CVE-2026-28279: osctrl-admin Enrollment Script Command Injection

Source: Dev.to

Vulnerability Details

• Vulnerability ID: CVE-2026-28279
• CVSS Score: 7.3 (High)
• Published: 2026-02-28
• CWE ID: CWE-78 (Improper Neutralization of Special Elements used in an OS Command)
• Attack Vector: Adjacent Network
• Exploit Status: Proof‑of‑Concept (PoC) Available
• EPSS Score: 0.00112

A critical command injection vulnerability exists in the osctrl‑admin component of the osctrl osquery management platform. Authenticated administrators can inject arbitrary shell commands into generated enrollment scripts via the environment hostname parameter. When these scripts are executed on endpoints to install the osquery agent, the injected commands run with high privileges (typically root or SYSTEM), enabling potential fleet‑wide compromise.

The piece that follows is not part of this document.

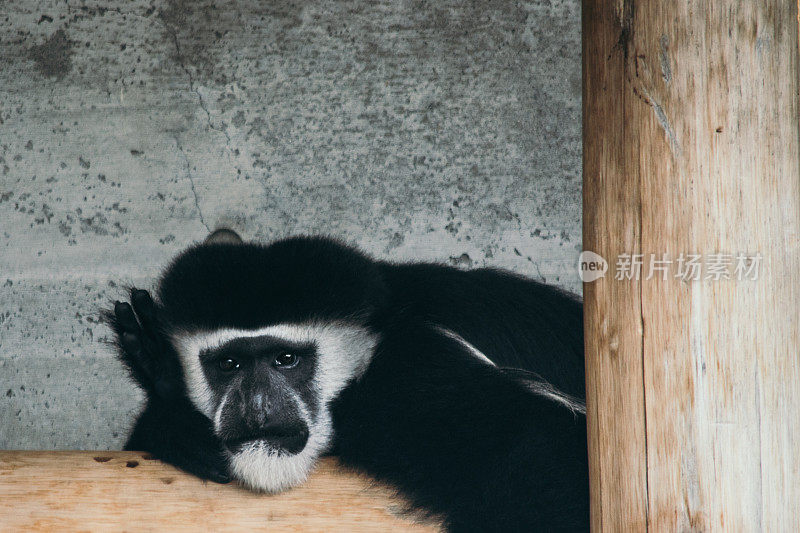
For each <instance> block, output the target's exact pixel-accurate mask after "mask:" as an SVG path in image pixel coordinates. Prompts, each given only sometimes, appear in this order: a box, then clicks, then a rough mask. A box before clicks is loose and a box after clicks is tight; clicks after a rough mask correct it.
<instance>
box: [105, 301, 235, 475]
mask: <svg viewBox="0 0 800 533" xmlns="http://www.w3.org/2000/svg"><path fill="white" fill-rule="evenodd" d="M131 304H132V305H131ZM107 318H108V320H109V322H110V324H111V326H112V328H113V330H114V332H115V334H116V338H117V346H118V349H119V358H120V359H121V360H122V362H123V363H125V365H126V366H127V367H128V369H129V370H130V372H131V375H132V377H133V378H134V380H135V381H136V382H137V383H138V384H139V386H141V387H142V389H143V390H144V391H145V393H146V394H147V405H146V407H145V409H144V411H143V412H142V414H141V415H139V418H138V419H137V421H136V425H135V426H134V429H133V431H132V433H131V435H130V437H129V439H128V442H127V443H126V444H125V449H126V450H140V451H146V452H149V453H151V454H152V455H153V456H154V457H156V458H158V459H161V460H162V461H165V462H167V463H170V464H172V465H174V466H176V467H178V468H180V469H182V470H185V471H186V472H189V473H190V474H193V475H196V476H198V477H200V478H203V479H209V480H211V481H216V482H218V483H227V482H228V481H230V475H229V473H228V470H227V461H226V459H225V455H224V451H223V447H222V445H221V443H220V442H219V440H218V439H217V437H216V435H214V432H213V428H212V425H211V421H210V420H208V418H207V417H206V416H205V415H203V414H202V413H200V412H199V411H198V410H197V409H196V408H195V407H194V405H193V404H192V403H191V401H190V400H189V398H188V396H187V392H186V388H185V385H184V381H183V377H182V371H181V368H180V361H179V360H178V355H177V353H175V350H174V349H173V348H172V346H171V344H170V343H169V342H168V341H167V340H166V338H165V336H164V333H163V331H162V330H161V326H160V323H159V319H158V308H157V306H156V305H155V303H154V302H153V300H152V299H151V298H150V295H149V294H148V293H147V291H143V290H137V289H132V290H131V303H130V304H129V303H127V302H116V303H115V305H114V312H113V313H110V314H109V316H108V317H107Z"/></svg>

• Affected versions: osctrl‑admin < 0.5.0, osctrl < 0.5.0
• Fixed in: 0.5.0

Technical Details

The vulnerability stems from insufficient validation of the hostname field used when generating enrollment scripts. An attacker can supply a value such as:

myhost; rm -rf / # 

which is then embedded directly into the script, leading to command execution on the target system.

Example Fix – Strict Regex Filtering

// HostnameFilter validates environment hostnames.
// Only alphanumeric characters, dots, and hyphens are allowed.
func HostnameFilter(s string) bool {
    re := regexp.MustCompile(`^[a-zA-Z0-9.\-]+$`)
    return re.MatchString(s)
}

Remediation Steps

1. Upgrade osctrl to version 0.5.0 or later immediately.
2. Review all existing environment configurations in the osctrl‑admin dashboard for suspicious hostname entries.
3. Regenerate and inspect any enrollment scripts that have been downloaded but not yet executed.
4. If an upgrade cannot be applied right away, consider implementing a Web Application Firewall (WAF) rule to block POST requests to environment endpoints containing shell metacharacters (e.g., ;, |, $, `).
5. Apply general hardening measures:
   • Input sanitization for all user‑supplied fields.
   • Principle of least privilege for the osquery agent.
   • Regular code reviews focusing on command construction.

References

• GHSA‑rchw‑322g‑f7rm – Security advisory.
• NVD Entry for CVE‑2026‑28279.
• Full report for CVE‑2026‑28279 (available on the vendor’s website).